Unified Framework (GRAFT): Established that rejection sampling strategies for diffusion models are equivalent to KL-regularized reward maximization with reshaped rewards, bypassing the need for intractable marginal likelihoods.
P-GRAFT: Introduced a principled method for intermediate distribution shaping. It demonstrated that fine-tuning only the early denoising steps (high noise) yields superior performance due to a favorable bias-variance tradeoff.
Inverse Noise Correction: Proposed a novel, parameter-efficient method to correct pre-trained flow models by learning the inverse noise distribution, improving quality without requiring explicit reward signals.
Theoretical Analysis: Provided mathematical proofs (via bias-variance tradeoff and Bakry-Emery theory) explaining why intermediate shaping is effective and why the score function is easier to learn at higher noise levels.

4. Experimental Results

The methods were evaluated across text-to-image (T2I), layout generation, molecule generation, and unconditional image generation.
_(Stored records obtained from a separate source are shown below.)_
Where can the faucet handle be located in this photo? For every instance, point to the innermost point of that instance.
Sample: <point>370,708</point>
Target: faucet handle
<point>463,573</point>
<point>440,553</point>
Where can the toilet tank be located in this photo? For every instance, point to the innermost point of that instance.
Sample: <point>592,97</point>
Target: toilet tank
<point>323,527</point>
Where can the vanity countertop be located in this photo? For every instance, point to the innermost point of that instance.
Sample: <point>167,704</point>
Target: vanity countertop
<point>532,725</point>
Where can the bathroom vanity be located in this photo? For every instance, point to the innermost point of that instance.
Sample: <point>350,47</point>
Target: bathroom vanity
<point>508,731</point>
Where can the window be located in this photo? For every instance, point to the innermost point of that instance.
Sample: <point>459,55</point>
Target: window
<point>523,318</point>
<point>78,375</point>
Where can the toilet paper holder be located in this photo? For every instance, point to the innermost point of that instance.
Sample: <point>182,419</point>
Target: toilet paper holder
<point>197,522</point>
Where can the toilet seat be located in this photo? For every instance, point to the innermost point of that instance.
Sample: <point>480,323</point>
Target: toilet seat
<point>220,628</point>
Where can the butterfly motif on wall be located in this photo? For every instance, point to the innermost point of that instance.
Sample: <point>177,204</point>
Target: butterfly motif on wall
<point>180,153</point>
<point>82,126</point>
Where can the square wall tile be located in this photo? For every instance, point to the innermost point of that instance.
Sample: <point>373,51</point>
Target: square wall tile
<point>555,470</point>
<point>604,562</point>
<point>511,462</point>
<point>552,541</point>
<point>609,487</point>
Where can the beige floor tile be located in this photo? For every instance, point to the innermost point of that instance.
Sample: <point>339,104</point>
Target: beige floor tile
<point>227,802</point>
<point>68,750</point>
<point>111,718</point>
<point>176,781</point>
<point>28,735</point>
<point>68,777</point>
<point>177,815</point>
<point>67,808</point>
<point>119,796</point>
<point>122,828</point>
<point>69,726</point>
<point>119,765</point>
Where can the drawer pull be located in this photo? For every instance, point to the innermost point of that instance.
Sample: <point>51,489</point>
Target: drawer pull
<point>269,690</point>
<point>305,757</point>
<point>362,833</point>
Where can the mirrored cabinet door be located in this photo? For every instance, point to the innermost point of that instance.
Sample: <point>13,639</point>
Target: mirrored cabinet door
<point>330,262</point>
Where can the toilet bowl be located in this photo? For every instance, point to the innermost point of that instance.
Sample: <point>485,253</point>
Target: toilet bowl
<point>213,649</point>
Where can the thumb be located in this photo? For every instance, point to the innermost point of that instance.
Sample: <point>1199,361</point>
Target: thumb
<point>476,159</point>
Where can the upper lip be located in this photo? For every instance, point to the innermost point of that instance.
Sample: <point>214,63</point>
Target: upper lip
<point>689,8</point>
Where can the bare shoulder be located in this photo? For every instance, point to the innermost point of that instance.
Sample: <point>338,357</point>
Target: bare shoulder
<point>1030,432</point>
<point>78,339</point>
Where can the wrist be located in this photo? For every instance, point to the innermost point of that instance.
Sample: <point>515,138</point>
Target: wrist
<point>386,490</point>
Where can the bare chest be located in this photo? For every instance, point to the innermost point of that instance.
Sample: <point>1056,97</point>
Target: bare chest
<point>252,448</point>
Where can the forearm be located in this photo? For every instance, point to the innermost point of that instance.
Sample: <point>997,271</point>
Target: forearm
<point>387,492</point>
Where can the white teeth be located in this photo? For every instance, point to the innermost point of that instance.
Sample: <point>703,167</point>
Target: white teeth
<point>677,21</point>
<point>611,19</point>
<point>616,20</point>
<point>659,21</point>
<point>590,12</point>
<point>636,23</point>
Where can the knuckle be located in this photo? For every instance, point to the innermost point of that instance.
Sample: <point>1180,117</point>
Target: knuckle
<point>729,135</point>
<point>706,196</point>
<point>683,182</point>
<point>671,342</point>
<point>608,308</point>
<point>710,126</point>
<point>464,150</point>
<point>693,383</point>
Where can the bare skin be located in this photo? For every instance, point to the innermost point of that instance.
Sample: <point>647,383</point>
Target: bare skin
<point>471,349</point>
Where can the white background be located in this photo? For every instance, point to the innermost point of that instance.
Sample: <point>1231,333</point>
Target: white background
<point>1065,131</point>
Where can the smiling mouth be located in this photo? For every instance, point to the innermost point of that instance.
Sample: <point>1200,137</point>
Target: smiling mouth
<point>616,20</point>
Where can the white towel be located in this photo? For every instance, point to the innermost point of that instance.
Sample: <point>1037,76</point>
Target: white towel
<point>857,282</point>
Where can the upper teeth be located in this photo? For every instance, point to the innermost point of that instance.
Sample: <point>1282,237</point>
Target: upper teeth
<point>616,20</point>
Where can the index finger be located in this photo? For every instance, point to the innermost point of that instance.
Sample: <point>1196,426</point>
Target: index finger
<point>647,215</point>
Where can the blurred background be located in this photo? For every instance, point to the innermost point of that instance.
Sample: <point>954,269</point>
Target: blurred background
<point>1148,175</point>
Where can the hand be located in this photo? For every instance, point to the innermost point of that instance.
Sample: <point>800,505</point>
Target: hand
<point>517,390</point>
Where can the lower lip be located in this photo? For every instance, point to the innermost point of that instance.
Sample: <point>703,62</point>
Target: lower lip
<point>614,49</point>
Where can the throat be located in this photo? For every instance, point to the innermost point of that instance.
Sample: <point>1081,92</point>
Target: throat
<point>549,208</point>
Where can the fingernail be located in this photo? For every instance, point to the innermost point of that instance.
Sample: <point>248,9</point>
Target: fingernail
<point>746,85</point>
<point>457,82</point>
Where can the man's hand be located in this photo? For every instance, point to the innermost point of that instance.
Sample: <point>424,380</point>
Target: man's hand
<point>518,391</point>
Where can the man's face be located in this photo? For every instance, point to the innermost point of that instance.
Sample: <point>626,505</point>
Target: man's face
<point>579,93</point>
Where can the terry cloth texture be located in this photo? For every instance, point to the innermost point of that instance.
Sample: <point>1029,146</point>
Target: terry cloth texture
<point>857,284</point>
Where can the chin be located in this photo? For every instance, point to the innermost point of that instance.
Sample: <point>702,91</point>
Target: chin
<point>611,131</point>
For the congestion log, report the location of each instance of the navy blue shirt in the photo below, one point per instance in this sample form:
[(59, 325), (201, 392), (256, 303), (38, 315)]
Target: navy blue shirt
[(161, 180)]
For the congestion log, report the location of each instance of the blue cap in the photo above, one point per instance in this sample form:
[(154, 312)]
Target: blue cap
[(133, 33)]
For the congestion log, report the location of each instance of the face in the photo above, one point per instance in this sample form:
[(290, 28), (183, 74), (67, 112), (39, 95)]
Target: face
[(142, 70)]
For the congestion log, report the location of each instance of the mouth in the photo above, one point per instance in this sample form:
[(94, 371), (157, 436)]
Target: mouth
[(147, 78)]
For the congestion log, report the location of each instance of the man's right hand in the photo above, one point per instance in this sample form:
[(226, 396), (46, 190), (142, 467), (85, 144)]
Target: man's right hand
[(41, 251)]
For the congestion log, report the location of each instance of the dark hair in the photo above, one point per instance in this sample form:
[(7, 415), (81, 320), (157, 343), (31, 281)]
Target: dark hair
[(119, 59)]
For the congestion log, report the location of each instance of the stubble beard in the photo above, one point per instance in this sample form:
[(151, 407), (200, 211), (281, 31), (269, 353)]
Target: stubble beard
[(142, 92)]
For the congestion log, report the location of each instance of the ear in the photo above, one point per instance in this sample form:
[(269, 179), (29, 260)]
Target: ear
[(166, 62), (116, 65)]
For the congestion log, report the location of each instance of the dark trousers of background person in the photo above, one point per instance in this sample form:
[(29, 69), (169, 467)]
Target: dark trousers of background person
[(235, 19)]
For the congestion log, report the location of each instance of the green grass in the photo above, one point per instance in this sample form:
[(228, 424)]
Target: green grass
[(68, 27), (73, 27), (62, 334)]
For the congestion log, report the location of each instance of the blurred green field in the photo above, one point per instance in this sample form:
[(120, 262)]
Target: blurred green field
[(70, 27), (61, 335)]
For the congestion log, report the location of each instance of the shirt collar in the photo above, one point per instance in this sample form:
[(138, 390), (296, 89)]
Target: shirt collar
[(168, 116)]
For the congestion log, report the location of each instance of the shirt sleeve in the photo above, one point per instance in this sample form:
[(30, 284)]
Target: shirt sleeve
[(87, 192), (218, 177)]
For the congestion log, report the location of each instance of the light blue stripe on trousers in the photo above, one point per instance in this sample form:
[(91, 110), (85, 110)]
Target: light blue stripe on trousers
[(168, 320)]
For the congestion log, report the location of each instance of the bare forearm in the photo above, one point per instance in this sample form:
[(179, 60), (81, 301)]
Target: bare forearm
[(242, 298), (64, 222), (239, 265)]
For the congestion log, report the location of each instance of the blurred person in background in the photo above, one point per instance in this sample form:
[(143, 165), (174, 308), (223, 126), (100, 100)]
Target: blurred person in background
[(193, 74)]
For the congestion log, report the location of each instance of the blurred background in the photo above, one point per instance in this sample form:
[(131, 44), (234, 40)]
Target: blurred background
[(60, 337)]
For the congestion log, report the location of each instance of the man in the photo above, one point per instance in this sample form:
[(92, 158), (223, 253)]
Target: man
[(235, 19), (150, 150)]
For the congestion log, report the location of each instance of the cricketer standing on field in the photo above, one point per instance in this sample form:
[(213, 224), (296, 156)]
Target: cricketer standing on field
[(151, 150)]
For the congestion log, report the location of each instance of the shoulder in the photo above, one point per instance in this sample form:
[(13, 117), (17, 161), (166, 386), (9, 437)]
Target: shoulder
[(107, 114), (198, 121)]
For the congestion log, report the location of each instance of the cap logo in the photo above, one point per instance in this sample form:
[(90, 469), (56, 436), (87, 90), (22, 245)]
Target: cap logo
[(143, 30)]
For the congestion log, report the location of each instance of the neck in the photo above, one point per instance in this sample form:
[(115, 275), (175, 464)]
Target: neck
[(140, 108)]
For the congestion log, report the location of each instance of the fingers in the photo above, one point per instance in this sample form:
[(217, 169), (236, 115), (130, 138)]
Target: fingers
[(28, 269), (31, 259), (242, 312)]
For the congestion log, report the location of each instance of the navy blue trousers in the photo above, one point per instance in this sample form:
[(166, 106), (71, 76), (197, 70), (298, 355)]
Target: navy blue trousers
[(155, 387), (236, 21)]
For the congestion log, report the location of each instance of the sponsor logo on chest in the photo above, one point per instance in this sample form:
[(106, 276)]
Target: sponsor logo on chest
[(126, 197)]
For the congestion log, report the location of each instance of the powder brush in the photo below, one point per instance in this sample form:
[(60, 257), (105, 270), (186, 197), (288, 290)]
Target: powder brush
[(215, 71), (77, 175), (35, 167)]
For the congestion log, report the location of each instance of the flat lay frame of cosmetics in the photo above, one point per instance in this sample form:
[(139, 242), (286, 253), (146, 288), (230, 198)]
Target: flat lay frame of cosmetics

Text-to-Image (Stable Diffusion v2):
- Performance: P-GRAFT significantly outperformed policy gradient methods (DDPO) and the base model on VQAScore (a prompt-image alignment metric).
- Metrics: On GenAI-Bench, P-GRAFT achieved a score of 71.94 (vs. 66.87 for base SDv2 and 65.70 for DDPO), representing an 8.81% relative improvement over the base model.
- Efficiency: P-GRAFT achieved better results with significantly fewer gradient calls and training samples compared to DDPO.
Layout & Molecule Generation:
- Applied to discrete-continuous diffusion models (IGD).
- P-GRAFT improved alignment metrics for layouts and stability for molecules.
- Crucially, P-GRAFT maintained diversity (uniqueness) in molecule generation, whereas standard GRAFT without de-duplication suffered from mode collapse.
Inverse Noise Correction (Flow Models):
- Tested on CelebA-HQ and LSUN-Church.
- Quality: Significantly improved FID scores compared to the pre-trained baseline.
- Efficiency: Achieved better FID with lower FLOPs/image. For example, a setup with 100 steps for the noise corrector + 100 steps for the pre-trained model outperformed the pre-trained model running 1000 steps, with a 4x reduction in parameters for the corrector.

5. Significance

Overcoming KL Intractability: The paper provides a practical solution to the long-standing problem of applying KL-regularized RL to diffusion models, which was previously hindered by intractable likelihoods.
Efficiency: By focusing fine-tuning on intermediate noise levels, P-GRAFT reduces computational costs and training instability, making high-quality alignment more accessible.
Reward-Free Correction: The Inverse Noise Correction technique offers a new paradigm for improving pre-trained models (especially flow models) without the need for expensive reward modeling or human feedback.
Generalizability: The framework is shown to work across continuous (images), discrete-continuous (molecules/layouts), and flow-based models, suggesting broad applicability in generative AI.

In summary, this work shifts the paradigm of diffusion model fine-tuning from full-trajectory optimization to intermediate distribution shaping, leveraging theoretical insights about score function complexity to achieve state-of-the-art alignment and quality improvements with greater efficiency.